Bugün 19 Eylül 2016 Pazartesi günü açık öğretimde, örgün eğitimde, resmî ve özel ilk ve orta öğretimde 2016-2017 Eğitim-Öğretim yılı, 18 milyon 43 bin 15 öğrenci ile başladı. İki ay kadar önce 15-16 Temmuz 2016’da meydana gelen başarısız menfur askerî darbe teşebbüsüyle ilgili olarak Millî Eğitim Bakanlığının  2016-2017 Eğitim-Öğretim Yılının ilk haftasında tüm okullarda “15 Temmuz Demokrasi ve Şehitleri Anma”teması ile etkinlikler düzenlenmesine dair genelgesi, önceki yıllara göre bu yılın farklılığını meydana getiren unsurlardan biri oluyor. Bu genelge ve uygulanması şekli ile ilgili bilgilere çeşitli medya organlarından ulaşılabiliyor. Bu genelge ile okullarda yapılacak etkinliklerle öğrencilerde millî şuuru ve vatan sevgisini daha fazla yerleştirmenin mühim, faydalı ve çok isabetli olduğu inkâr edilemez.

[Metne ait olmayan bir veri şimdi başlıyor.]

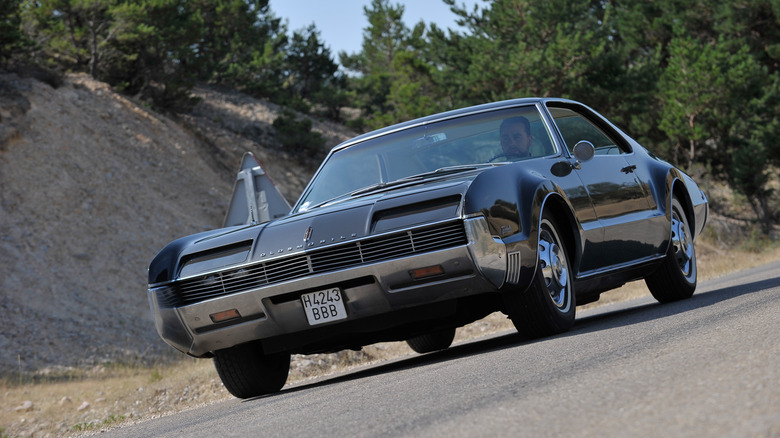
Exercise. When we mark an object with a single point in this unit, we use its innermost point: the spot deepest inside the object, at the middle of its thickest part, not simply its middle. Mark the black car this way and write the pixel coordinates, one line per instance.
(529, 207)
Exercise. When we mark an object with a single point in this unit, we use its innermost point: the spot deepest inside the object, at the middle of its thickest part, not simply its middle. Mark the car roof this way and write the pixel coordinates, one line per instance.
(446, 115)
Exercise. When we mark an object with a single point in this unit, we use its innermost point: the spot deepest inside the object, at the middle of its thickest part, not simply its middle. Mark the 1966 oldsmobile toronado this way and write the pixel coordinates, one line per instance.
(529, 207)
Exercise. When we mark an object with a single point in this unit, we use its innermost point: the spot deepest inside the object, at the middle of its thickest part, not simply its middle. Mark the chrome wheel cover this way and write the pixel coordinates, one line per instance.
(555, 270)
(682, 246)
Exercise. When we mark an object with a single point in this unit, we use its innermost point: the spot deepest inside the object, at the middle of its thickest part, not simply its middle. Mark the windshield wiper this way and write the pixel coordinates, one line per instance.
(420, 176)
(448, 170)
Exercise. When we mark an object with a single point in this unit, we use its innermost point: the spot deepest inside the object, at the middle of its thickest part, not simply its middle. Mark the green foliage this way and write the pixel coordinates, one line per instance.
(12, 40)
(296, 135)
(697, 82)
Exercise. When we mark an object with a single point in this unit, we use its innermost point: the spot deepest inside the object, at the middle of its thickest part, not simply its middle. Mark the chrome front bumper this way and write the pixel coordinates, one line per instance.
(368, 290)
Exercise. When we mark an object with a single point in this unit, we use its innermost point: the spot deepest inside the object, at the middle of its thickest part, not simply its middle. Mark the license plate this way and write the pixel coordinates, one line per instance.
(323, 306)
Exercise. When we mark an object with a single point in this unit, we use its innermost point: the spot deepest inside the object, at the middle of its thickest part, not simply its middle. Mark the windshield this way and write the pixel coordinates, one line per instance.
(461, 144)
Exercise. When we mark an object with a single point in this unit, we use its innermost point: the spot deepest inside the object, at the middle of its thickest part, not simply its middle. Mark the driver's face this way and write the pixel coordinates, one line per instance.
(514, 139)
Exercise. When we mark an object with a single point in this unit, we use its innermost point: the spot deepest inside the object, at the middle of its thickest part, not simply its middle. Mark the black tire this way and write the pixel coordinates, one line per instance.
(548, 306)
(675, 279)
(246, 372)
(434, 341)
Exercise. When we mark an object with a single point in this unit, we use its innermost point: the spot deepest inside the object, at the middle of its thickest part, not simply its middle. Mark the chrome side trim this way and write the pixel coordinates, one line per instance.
(513, 268)
(488, 252)
(620, 266)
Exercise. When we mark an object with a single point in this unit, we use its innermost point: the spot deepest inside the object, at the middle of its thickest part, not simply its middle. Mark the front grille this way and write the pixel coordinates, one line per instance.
(348, 255)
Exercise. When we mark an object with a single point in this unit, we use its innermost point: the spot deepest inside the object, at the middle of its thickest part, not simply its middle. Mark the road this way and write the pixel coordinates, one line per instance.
(708, 366)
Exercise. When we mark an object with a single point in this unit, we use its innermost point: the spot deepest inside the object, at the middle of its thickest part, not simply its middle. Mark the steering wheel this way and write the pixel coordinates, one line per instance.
(505, 156)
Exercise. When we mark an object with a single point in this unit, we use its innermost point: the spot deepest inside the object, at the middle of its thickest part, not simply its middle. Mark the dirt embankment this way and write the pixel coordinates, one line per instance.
(92, 185)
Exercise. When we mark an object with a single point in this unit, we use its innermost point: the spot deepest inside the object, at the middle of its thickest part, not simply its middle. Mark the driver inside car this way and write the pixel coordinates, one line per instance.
(516, 137)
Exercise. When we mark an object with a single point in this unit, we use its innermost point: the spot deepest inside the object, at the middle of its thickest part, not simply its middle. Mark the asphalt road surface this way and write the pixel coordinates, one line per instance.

Osmanlı Devleti dünyanın bir numaralı super devletiyken onu parçalayan dış güçler, şimdi de o super devletten geriye kalmış olan Türkiye’yi parçalamak için çok hainane planlar, programlar ve gayretler içerisindeler. İçinde bulunduğumuz coğrafyanın özelliği sebebiyle sürekli tehdit altında oluşumuzun uyanıklığı ile, tüm İslâm âleminin de ümitlerini bağlamış olduğu ülkemizde elbette çok yönlü olarak çeşitli tedbirlerin alınması, programların hazırlanıp uygulanması gerekmektedir ki, idarecilerimiz bunun gereğini yapmağa çalışmaktadırlar.
Yıllarca eğitim-öğretim mesleğinde bulunmuş olmam sebebiyle, Eğitim-Öğretim Yılının başladığı bugün bir yazı yazmayı düşününce, bu mevzuda “nostalji” olsun diye değil, fakat güncelliğini kaybetmiş  sayılamayacağı için, 12.10.1975 tarihinde (41 yıl önce!) İstanbul’daki bir günlük gazetede yayınlanmış olan “Yeni Ders Yılı” başlıklı yazımı pek az imlâ düzeltmeleriyle aynen vermeyi düşündüm:
YENİ DERS YILI
Okul çağında çocukları bulunan Müslüman ailelerinde okula başlayacak çocuklarının okulla ilgili maddî ve manevî meselelerinin meşguliyeti, her ders yılı başında tekerrür etmektedir.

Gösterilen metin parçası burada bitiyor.